Yesterday afternoon I met a guy and a few hours later he was pouring four liters of scented oil over me as he slowly ran his fingers through my hair.
No, it’s not a scene that wouldn’t clear the Indian film commission’s censorship standards; I was going in for a little ayurveda.
Dig out your atlases (atlasii?), I’m in Varkala.
With its dramatic seaside cliffs, white-skinned populace with tribal tats and yoga-altera-centric culture, you’d be forgiven for thinking that this was California and not India. The tourist draw is fairly obvious because, aside from the scenery (which makes for really nice sunsets over the Arabian Sea), the state of Kerala is the capital of ayurveda and Varkala may be its center with nearly 60 clinics.
In fact this was my second (and less intimate) run-in with ayurveda. Last week I did a full body oil massage that was supposed to “rejuvenate the nervous system and impart youthfulness and vigor.” Hey, if you’ve been following along you know that after the week I had I could have used a little rejuvenation. That massage was basically the orientation massage; real ayurveda treatments can last weeks in an effort to fix one’s internal flows.

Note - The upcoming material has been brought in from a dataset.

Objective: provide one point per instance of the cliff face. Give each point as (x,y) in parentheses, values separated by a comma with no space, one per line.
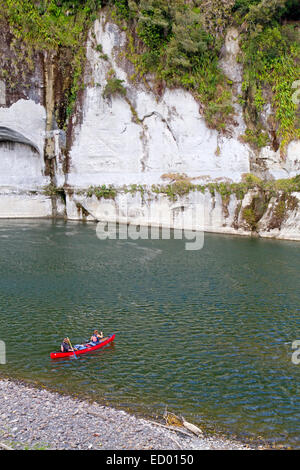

Having gotten the flavor of what it’s like to have some dude (most massage places here in India are “gents for gents only and ladies for ladies) smother you with herbal oil, I figured I’d back up and start “at the top” so to speak. I felt like I couldn’t miss the head massage which is, after all, the hallmark of this 5000-year old some-say-it-is-some-say-it-isn’t-medical practice. What can I say, I finally succumbed to the advertising maxim that if you promote something enough – no matter how silly or crazy it seems at first – people will buy into it and there are signs up all over the place here in Kerala (most using the same stock photography) showing people enraptured by this particular treatment. So, I figured how could I miss out on an hour of having warm oil poured over my third eye?
I did relax a bit over the course of my hour of treatment but for the first five minutes or so I felt like I was either going to cry or my head would explode because of the continuous warm, wet feeling just over my eyes which seemed to activate something that isn’t usually activated just above my eyebrows. When the doctor asked me how I felt at the end of the session I had to tell him honestly that rather than “refreshed” or “rejuvenated” I felt “oily.” Clearly this wasn’t the answer he was looking for which prompted him to admit that I didn’t seem tuned in to what he was doing. However, on the plus side, the session was really good for one thing: my hair.
After a few weeks of travel filled with desert air, pollution and hard water, my hair wasn’t exactly looking like the star of a Pantene ad. But, it’s amazing how shiny and smooth it gets after an hour-long oil massage. Granted, some of that luster dulled a bit when the doc’s assistant rubbed what I think was cedar powder into my scalp as a capstone to the treatment to – and I’m paraphrasing here – close up the hole they made in my head chakra so I wouldn’t catch a cold.